Homeless US programmer creates social app which can help lower gas emissions in NYC

Homeless US programmer creates social app which can help lower gas emissions in NYC

One New York City homeless man may not have a place to call his own, but he does have something that’s pretty impressive: his own smartphone app.

Given the choice between a hundred bucks and lessons in computer programming, Leo Grand chose technology, and his decision is finally paying off. On Tuesday, his app called “Trees for Cars” launched on Apple and Android phones for $0.99.

The story began in August, when a professional programmer named Patrick McConlogue approached Grand, a former MetLife employee who was priced out of his apartment in 2011, with a proposition: Either take $100 right then and there, or receive a cheap laptop and some textbooks in order to learn how to code.

Still from YouTube video/Patrick McConlogue

Grand chose to study, and McConlogue spent an hour with him every weekday before shuffling off to work. A nearby apartment complex let Grand charge his computer there, and once that was done he would head out into the street and spend three or four hours teaching himself to code. The decision was always an easy one for Grand.

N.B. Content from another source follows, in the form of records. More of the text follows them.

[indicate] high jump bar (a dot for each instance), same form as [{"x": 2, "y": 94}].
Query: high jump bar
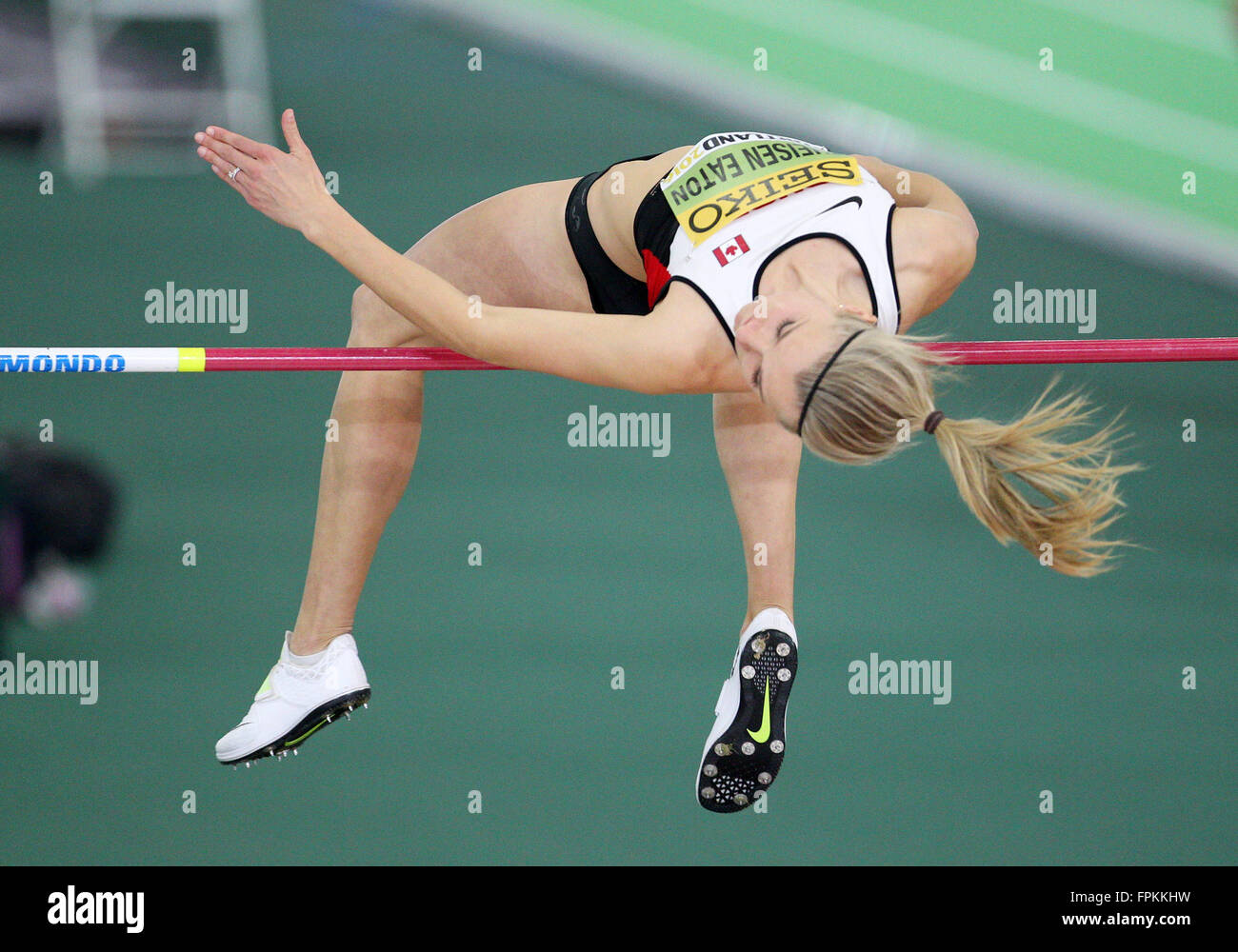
[{"x": 182, "y": 359}]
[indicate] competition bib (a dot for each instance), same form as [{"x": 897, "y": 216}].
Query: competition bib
[{"x": 729, "y": 176}]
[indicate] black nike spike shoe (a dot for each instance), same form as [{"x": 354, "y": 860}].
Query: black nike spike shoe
[{"x": 746, "y": 748}]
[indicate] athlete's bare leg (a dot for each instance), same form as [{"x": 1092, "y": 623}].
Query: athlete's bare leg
[
  {"x": 762, "y": 462},
  {"x": 510, "y": 250}
]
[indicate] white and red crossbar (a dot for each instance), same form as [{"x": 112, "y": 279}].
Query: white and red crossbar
[{"x": 182, "y": 359}]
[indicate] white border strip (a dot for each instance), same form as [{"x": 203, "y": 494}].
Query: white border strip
[{"x": 1034, "y": 194}]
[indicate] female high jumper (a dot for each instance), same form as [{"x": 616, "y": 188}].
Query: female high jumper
[{"x": 767, "y": 270}]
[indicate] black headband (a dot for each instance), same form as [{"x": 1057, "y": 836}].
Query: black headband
[{"x": 829, "y": 363}]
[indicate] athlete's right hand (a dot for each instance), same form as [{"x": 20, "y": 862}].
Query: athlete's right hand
[{"x": 286, "y": 188}]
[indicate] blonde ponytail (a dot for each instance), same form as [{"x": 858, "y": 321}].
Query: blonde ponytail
[{"x": 882, "y": 387}]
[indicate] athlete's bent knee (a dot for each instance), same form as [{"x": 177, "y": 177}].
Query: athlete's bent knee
[{"x": 376, "y": 325}]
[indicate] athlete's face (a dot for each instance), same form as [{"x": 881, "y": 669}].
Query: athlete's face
[{"x": 778, "y": 337}]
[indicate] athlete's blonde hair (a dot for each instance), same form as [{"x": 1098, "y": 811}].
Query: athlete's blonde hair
[{"x": 880, "y": 387}]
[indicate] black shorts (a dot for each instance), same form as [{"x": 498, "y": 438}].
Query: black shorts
[{"x": 611, "y": 289}]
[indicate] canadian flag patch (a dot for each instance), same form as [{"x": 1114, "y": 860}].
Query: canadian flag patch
[{"x": 729, "y": 251}]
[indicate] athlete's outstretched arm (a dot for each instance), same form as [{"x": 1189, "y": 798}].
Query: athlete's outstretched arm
[{"x": 672, "y": 349}]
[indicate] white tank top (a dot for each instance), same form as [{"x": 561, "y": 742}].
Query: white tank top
[{"x": 741, "y": 198}]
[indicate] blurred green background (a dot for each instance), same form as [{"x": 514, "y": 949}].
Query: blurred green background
[{"x": 498, "y": 677}]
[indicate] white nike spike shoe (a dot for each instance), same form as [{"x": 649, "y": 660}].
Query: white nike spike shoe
[
  {"x": 744, "y": 750},
  {"x": 295, "y": 701}
]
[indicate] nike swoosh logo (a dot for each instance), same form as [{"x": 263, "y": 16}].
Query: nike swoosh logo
[
  {"x": 762, "y": 736},
  {"x": 857, "y": 200}
]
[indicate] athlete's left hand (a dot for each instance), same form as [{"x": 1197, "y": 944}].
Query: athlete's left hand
[{"x": 286, "y": 188}]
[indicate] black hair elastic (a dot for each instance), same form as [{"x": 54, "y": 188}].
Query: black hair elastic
[{"x": 829, "y": 363}]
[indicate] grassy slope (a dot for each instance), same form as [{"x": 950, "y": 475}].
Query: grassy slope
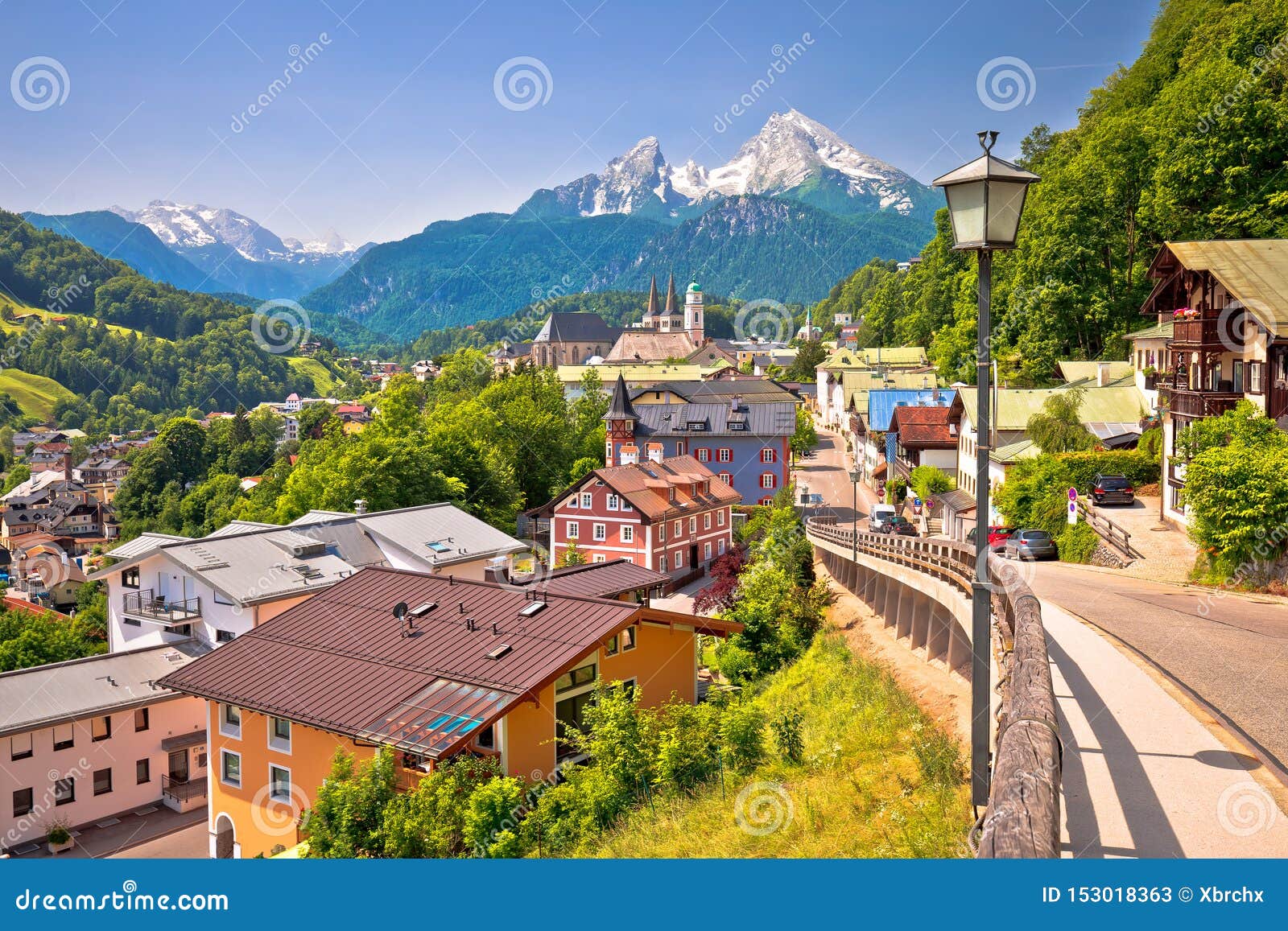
[
  {"x": 879, "y": 779},
  {"x": 322, "y": 379},
  {"x": 35, "y": 394}
]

“I can go through $100 in a few days,” he told the New York Post. “But he told me I could have a laptop and learn how to do something and I figured it could turn into something more.”

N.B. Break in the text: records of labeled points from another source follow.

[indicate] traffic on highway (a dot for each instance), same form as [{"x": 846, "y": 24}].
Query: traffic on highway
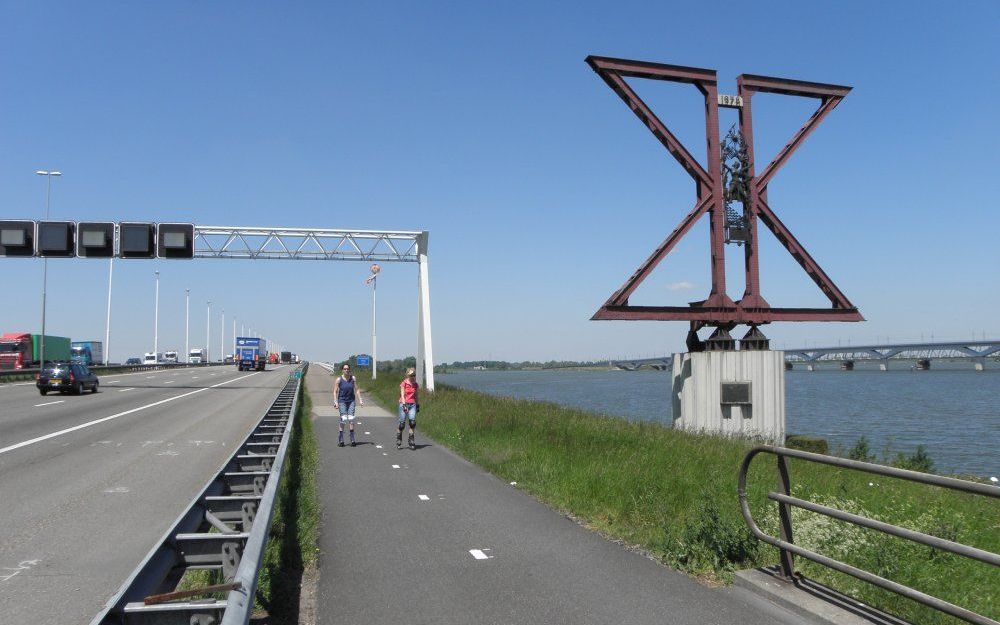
[{"x": 91, "y": 481}]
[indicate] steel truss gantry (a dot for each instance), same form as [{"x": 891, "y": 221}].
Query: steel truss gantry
[
  {"x": 307, "y": 244},
  {"x": 401, "y": 246}
]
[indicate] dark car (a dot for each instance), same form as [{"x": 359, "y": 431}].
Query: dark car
[{"x": 66, "y": 377}]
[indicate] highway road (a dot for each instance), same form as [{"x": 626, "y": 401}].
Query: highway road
[{"x": 89, "y": 483}]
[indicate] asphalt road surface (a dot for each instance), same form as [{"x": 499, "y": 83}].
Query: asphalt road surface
[
  {"x": 425, "y": 537},
  {"x": 89, "y": 483}
]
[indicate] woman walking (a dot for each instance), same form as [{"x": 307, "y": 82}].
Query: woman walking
[
  {"x": 345, "y": 393},
  {"x": 409, "y": 403}
]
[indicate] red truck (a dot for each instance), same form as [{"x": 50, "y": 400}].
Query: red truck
[{"x": 21, "y": 350}]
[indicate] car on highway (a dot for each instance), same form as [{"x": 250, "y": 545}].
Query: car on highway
[{"x": 66, "y": 377}]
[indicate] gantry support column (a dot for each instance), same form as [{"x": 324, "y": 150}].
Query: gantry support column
[{"x": 425, "y": 349}]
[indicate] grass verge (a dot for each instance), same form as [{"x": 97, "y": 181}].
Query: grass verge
[
  {"x": 293, "y": 543},
  {"x": 673, "y": 494}
]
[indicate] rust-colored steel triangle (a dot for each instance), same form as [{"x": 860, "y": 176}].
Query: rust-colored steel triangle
[{"x": 718, "y": 308}]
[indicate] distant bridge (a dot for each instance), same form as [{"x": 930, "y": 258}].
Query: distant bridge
[{"x": 975, "y": 351}]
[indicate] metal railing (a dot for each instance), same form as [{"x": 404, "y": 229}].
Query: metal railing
[
  {"x": 788, "y": 548},
  {"x": 225, "y": 528}
]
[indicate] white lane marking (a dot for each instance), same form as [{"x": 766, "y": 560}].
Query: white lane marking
[
  {"x": 46, "y": 437},
  {"x": 23, "y": 565}
]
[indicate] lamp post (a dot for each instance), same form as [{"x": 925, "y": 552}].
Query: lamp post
[
  {"x": 187, "y": 325},
  {"x": 208, "y": 328},
  {"x": 373, "y": 280},
  {"x": 107, "y": 324},
  {"x": 156, "y": 319},
  {"x": 45, "y": 263}
]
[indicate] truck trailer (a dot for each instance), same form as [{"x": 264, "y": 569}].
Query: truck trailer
[
  {"x": 21, "y": 350},
  {"x": 89, "y": 353},
  {"x": 251, "y": 353}
]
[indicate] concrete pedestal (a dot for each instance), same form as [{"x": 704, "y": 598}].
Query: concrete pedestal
[{"x": 738, "y": 393}]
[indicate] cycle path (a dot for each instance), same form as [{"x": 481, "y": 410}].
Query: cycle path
[{"x": 424, "y": 536}]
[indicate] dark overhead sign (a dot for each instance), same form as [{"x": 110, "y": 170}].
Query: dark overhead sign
[
  {"x": 175, "y": 241},
  {"x": 17, "y": 238},
  {"x": 137, "y": 240},
  {"x": 56, "y": 239},
  {"x": 95, "y": 239}
]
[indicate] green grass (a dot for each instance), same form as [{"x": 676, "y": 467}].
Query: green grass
[
  {"x": 294, "y": 536},
  {"x": 673, "y": 494}
]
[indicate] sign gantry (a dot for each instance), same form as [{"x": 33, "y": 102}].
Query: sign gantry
[{"x": 718, "y": 309}]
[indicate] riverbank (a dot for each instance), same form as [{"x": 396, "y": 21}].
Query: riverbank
[{"x": 673, "y": 495}]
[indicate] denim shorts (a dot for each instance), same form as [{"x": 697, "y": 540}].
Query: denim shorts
[
  {"x": 407, "y": 411},
  {"x": 346, "y": 411}
]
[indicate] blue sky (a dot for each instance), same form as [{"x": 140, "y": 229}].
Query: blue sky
[{"x": 481, "y": 123}]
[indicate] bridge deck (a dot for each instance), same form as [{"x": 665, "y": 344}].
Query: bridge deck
[{"x": 390, "y": 556}]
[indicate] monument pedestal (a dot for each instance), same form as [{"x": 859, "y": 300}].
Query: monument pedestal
[{"x": 734, "y": 393}]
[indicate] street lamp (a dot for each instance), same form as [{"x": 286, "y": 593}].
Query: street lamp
[
  {"x": 45, "y": 263},
  {"x": 156, "y": 319},
  {"x": 187, "y": 325},
  {"x": 373, "y": 280}
]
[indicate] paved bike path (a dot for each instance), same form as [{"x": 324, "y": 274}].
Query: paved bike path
[{"x": 425, "y": 537}]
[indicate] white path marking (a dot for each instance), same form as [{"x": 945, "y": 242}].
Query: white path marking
[{"x": 46, "y": 437}]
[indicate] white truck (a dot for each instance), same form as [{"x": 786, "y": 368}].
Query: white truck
[{"x": 198, "y": 356}]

The result? An app named Trees for Cars, which attempts to help lower greenhouse gas emissions by connecting local users who’d be willing to carpool together. The driver chooses a meeting point, and the app then suggests nearby riders. If both the driver and riders accept each other’s invitations, they’ll be connected and can meet together for a carpool. The app also details how much carbon dioxide is saved by each ride, which encourages people to continue decreasing their carbon footprint.

Grand is hoping to rent his own apartment with the sales off the app, but while his story is certainly inspiring, it’s one of the few bright spots in New York City’s homeless epidemic. As RT reported on Tuesday, the number of homeless residents sleeping in city shelters each night has reached its highest level since the Great Depression in the 1930s, and it has increased by 69 percent since 2002.

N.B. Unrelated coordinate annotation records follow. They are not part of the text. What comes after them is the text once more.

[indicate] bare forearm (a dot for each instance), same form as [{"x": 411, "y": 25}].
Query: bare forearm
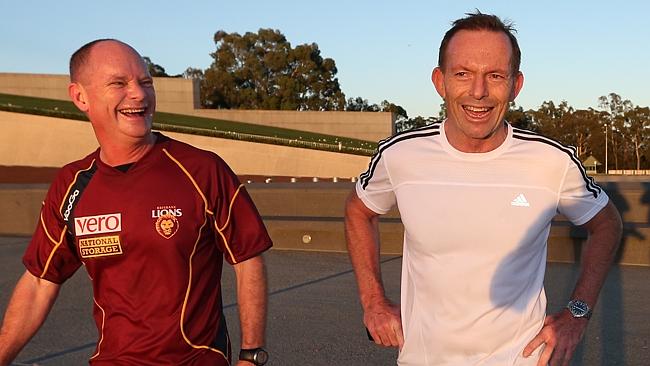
[
  {"x": 30, "y": 303},
  {"x": 252, "y": 300},
  {"x": 362, "y": 237},
  {"x": 598, "y": 254}
]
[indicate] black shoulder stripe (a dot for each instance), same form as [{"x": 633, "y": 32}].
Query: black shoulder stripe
[
  {"x": 77, "y": 187},
  {"x": 570, "y": 151},
  {"x": 429, "y": 130}
]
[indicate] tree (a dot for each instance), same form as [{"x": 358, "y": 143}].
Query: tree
[
  {"x": 519, "y": 118},
  {"x": 637, "y": 124},
  {"x": 359, "y": 104},
  {"x": 262, "y": 71},
  {"x": 155, "y": 70},
  {"x": 616, "y": 107}
]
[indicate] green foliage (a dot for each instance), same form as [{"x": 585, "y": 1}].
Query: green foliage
[
  {"x": 262, "y": 71},
  {"x": 201, "y": 126},
  {"x": 155, "y": 70}
]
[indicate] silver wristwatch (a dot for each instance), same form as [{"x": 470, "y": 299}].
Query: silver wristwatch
[{"x": 579, "y": 309}]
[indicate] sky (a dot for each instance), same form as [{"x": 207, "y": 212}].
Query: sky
[{"x": 384, "y": 50}]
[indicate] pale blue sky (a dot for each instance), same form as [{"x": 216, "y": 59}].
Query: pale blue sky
[{"x": 571, "y": 50}]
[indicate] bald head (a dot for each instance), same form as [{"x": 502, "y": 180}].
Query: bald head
[{"x": 80, "y": 59}]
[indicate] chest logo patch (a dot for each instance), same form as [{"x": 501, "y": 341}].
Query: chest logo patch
[
  {"x": 100, "y": 246},
  {"x": 166, "y": 220}
]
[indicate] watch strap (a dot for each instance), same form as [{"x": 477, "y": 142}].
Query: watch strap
[{"x": 257, "y": 356}]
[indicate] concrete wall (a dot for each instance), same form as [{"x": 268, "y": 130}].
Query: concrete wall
[
  {"x": 29, "y": 140},
  {"x": 309, "y": 216},
  {"x": 173, "y": 95},
  {"x": 176, "y": 95},
  {"x": 371, "y": 126}
]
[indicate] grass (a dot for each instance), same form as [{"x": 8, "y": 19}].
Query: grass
[{"x": 201, "y": 126}]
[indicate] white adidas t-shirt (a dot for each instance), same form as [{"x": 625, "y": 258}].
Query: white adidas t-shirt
[{"x": 476, "y": 227}]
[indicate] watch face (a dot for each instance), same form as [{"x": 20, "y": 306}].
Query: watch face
[
  {"x": 578, "y": 308},
  {"x": 261, "y": 356}
]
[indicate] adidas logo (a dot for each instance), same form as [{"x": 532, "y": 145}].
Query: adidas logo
[{"x": 520, "y": 201}]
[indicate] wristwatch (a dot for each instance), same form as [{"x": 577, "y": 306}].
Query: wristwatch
[
  {"x": 258, "y": 355},
  {"x": 579, "y": 309}
]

More alarming is that one in five children in the United States are currently living in poverty, and the number of homeless children in New York has surpassed 22,000 – also the highest since the Great Depression. The New York Times recently chronicled the lifestyle of one child named Dasani, who lives in a Brooklyn shelter with her family that features rotting walls and a mop bucket as a toilet.

As New York continues to battle this problem, Grand told the Post one thing that is tough to change is the public’s perception of the homeless.

“It’s really hard to convince people that you are not a bad person, or a drug addict or a crazy,” he said. “How are you gonna do that when you are homeless, and that’s how the homeless are depicted.”